At Home in the Classroom

“This classroom feels like a prison!” 
The first time I heard I student say that, I agreed with him.  We were trapped inside grayish white walls made of solid brick forced to sit in uncomfortable desks placed in rows for over 90 minutes.  The air was filled with a tangy blend of armpit and chicken biscuits. My students heard the same thing repeated daily and altered slightly for the situation: “don’t, stop, and that's not allowed.”  I went home daily exhausted and ready to give up. I was doing what I was supposed to do. I made rules, stuck to them, and attempted to teach the material, but no one was buying it.  As the last day of finals came and went, I was relieved that the struggle was over, but I was fearful of the year to come. 
    My first step was to realize that I am not, at my core, a disciplinarian.  I tried to force my students to accept my rule over the classroom and failed miserably.  My heart is to love my students and gain their trust and respect through holding high expectations, but also realizing that there could be a deeper reason why a certain student felt the need to sass me in front of the entire class and handling that situation with patience and understanding.  I wanted to communicate this to my students from day one, but we all know that there isn’t so much power in telling as there is in showing.  
    It started with my bulletin board, as it does with most teachers. I began my teaching career in a failing school and improving test scores was at the top of everyone’s agenda. Therefore, I cut out sparkly stars and started posting my top scores to motivate my students. As it turned out, my top four or five readers got all the praise, and the majority of my students probably felt discouraged by my good intentions.  Discouraged, I tried to think about what would make all of my students feel valued in my classroom, and I was reminded of my college years.

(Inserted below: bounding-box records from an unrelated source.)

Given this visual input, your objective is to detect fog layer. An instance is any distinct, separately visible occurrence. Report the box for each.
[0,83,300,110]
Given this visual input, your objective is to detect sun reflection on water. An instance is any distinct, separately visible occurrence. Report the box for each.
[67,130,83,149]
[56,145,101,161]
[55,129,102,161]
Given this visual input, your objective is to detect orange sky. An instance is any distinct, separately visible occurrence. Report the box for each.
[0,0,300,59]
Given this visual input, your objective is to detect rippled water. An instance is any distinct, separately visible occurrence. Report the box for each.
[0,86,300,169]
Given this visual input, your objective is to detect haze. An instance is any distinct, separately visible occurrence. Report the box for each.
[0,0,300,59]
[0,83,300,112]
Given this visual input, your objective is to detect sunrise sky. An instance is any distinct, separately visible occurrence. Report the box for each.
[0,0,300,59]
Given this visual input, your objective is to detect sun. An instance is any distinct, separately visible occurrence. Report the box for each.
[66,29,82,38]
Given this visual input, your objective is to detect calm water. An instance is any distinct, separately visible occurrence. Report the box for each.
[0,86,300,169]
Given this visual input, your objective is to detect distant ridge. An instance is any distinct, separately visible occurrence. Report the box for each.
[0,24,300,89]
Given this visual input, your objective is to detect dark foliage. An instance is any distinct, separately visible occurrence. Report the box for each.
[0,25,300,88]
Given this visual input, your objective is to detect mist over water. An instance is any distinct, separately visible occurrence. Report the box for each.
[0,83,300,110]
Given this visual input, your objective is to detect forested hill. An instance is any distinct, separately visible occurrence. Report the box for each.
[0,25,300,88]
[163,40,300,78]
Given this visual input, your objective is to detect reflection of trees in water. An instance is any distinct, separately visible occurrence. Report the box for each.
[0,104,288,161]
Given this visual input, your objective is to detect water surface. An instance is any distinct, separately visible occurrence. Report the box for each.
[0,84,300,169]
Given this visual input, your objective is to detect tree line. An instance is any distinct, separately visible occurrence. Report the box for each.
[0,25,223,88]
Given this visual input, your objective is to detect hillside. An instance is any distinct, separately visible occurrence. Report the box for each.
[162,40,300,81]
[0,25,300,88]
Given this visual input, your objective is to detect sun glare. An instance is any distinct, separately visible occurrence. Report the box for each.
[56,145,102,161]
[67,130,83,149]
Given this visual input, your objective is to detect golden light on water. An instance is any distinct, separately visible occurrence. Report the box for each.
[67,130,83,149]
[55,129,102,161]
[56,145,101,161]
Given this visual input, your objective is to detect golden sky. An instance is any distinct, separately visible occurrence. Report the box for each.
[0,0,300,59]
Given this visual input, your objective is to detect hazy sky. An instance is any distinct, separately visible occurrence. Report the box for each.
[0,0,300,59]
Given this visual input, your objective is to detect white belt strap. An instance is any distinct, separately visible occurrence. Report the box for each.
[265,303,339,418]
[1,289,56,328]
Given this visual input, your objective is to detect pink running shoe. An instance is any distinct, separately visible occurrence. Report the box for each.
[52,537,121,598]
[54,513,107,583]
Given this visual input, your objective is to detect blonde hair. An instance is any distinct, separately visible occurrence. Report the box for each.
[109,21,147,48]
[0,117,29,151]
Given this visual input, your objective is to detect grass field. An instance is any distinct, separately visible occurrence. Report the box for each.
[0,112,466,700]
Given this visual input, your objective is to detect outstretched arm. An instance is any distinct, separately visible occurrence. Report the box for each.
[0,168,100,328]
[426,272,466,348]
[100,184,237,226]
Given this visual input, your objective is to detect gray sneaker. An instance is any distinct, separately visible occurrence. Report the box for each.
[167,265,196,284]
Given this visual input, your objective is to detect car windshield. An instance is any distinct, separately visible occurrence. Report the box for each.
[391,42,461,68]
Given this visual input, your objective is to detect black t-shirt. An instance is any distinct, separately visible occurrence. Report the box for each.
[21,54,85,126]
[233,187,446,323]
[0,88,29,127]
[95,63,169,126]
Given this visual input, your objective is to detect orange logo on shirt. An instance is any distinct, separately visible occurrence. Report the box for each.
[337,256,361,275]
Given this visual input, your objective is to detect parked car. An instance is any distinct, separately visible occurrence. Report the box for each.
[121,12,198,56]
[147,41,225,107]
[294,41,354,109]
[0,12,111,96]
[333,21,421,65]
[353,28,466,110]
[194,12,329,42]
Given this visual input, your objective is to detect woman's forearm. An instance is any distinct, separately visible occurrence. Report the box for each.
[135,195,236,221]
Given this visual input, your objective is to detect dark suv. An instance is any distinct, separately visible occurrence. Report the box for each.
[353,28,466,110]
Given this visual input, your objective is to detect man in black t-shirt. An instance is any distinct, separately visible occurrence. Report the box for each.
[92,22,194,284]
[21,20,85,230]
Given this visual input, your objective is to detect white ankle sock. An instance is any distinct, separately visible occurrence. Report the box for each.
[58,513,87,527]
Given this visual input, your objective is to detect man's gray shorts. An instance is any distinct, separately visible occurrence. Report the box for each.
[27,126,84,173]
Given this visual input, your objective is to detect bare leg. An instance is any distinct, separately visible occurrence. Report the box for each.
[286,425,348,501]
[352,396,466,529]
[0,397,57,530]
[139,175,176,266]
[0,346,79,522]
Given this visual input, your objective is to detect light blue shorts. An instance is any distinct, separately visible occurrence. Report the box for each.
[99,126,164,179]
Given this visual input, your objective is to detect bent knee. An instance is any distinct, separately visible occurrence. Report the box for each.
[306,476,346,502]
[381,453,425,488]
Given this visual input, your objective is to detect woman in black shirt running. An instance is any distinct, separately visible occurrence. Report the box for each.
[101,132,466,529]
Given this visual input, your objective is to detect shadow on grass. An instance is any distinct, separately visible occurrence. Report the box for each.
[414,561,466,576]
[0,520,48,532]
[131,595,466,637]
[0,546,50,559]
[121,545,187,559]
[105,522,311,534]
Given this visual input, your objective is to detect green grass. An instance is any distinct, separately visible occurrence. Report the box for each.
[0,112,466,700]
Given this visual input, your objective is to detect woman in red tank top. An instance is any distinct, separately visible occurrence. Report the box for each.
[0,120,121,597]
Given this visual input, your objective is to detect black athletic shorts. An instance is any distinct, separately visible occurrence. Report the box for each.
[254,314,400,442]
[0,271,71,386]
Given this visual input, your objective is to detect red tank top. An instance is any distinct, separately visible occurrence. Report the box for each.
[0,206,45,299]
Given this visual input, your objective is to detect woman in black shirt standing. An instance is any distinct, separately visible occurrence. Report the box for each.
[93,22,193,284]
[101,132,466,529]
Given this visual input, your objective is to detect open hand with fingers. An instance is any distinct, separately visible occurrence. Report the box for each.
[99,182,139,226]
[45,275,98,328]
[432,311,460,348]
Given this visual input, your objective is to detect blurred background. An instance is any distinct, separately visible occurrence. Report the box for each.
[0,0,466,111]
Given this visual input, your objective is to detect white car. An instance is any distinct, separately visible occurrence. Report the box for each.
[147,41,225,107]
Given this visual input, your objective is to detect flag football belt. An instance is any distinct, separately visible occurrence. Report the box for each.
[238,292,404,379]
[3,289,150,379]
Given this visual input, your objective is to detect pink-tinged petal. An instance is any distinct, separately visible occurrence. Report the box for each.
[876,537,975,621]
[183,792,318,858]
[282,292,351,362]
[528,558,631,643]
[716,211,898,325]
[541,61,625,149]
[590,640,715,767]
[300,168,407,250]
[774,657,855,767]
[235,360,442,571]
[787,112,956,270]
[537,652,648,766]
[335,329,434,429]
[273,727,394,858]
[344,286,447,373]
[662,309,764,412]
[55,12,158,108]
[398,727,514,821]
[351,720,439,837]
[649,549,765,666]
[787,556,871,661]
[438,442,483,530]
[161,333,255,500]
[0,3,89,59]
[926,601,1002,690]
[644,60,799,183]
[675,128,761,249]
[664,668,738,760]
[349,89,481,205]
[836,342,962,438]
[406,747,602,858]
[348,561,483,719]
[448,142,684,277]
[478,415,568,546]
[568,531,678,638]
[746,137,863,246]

    While attending Covenant College, I lived in the same dorm, on the same floor all four years. Dorm rooms can also feel a lot like prison cells, so senior year my roommate and I brought in curtains, coffeemakers, and quilts to make our room as “homey” as possible. We noticed that the freshmen on our hall would walk past our room, stop, and run in to plop down on one of our beds to spill all of their first-year woes. Just as our dorm room was a place where complete strangers wanted to be, I wanted my classroom to have that same appeal. 
    The walls are still gray, but at least they are now mostly hidden behind brightly colored posters, literary quotations, stringed lights and my version of a word wall in the form of a triangle banner. For now, the desks are still uncomfortable, but at least the desks are in groups so that the students can learn what it means to work with others and get along with people who are different from you.  Talking is encouraged, and when the task is meaningful, distraction is not as tempting.  Student work of all types covers my bulletin board, and there is a Harry Potter-themed reading nook in the back corner, complete with a miniature Hedwig the owl and an especially revolting Scabbers the rat.  Students that I don’t even know come into my room because of the inviting smell of apples and cinnamon, and students from semesters-past swing by during their morning commute to class to chat about Harry Potter or agonize over PreAP Biology.

We have a unique opportunity as teachers to communicate many things to our students, and what better way than through our very classrooms we invite them into every day. My goal is to eventually remove all of the desks from my classroom, and have centers made up of tables for writing, camping chairs to extend my reading nook, podiums for discussion, and a technology center for research.  This will be a process, but it is something I believe will not only engage students but transform their opinions about learning. 

Comments

  1. "...transform their opinions about learning." Love it. Atmosphere, environment, relationships...these are all the things that can make or break a learning environment and should never be underestimated.